Similarly, this figure highlights the two other threads (Ids 10484, 932). This also shows significant CPU usage by the application’s RouteCalculator.XmlDataProcessor methods.

It is quite clear that PerfView can help pinpoint the section of code responsible for high CPU usage.

DebugDiag

Let’s turn our attention to figuring out which objects are responsible for the high memory consumption. The following figure shows DebugDiag report that was generated against the memory snapshots of the same process.

This report shows that the overall GC Heap size is approximately 2GB. This report then also provides the list of most expensive objects responsible for the memory consumption. The XmlElement is on the top of that list responsible for about 80% of the memory consumption. This can provide clear pointers to the developers as to what area of the application could be responsible for the high memory consumption.

Conclusion

Given the firepower of PerfView and DebugDiag, we have only touched the surface of using the flexibility these tools to find root cause of problem with sample application. These tools could be used to not only retrieve more detailed information, but also troubleshoot far more complex problems.

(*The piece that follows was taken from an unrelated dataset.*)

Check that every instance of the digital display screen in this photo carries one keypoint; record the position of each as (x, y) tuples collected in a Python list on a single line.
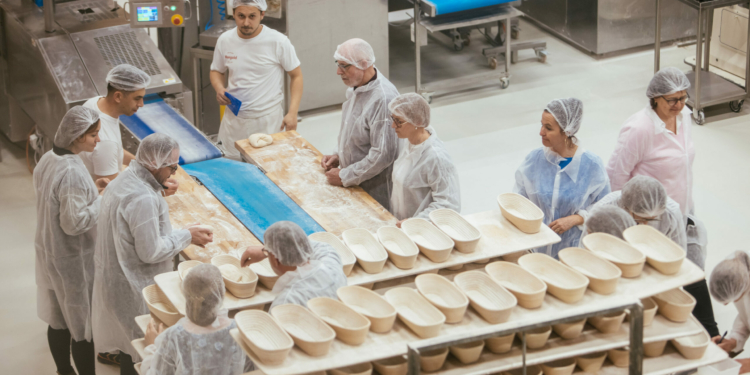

However, most developers don’t use tools such as PerfView or DebugDiag for their day-to-day work. They instead use Visual Studio for writing, compiling, troubleshooting and testing their code. That poses a big dilemma for developers as to how to tackle complex issues, take any required measurements and perform corrective actions while doing their day to day work from the comfort of using Visual Studio.

In a future article, we will use Visual Studio to find the source of the problem much earlier in the development cycle.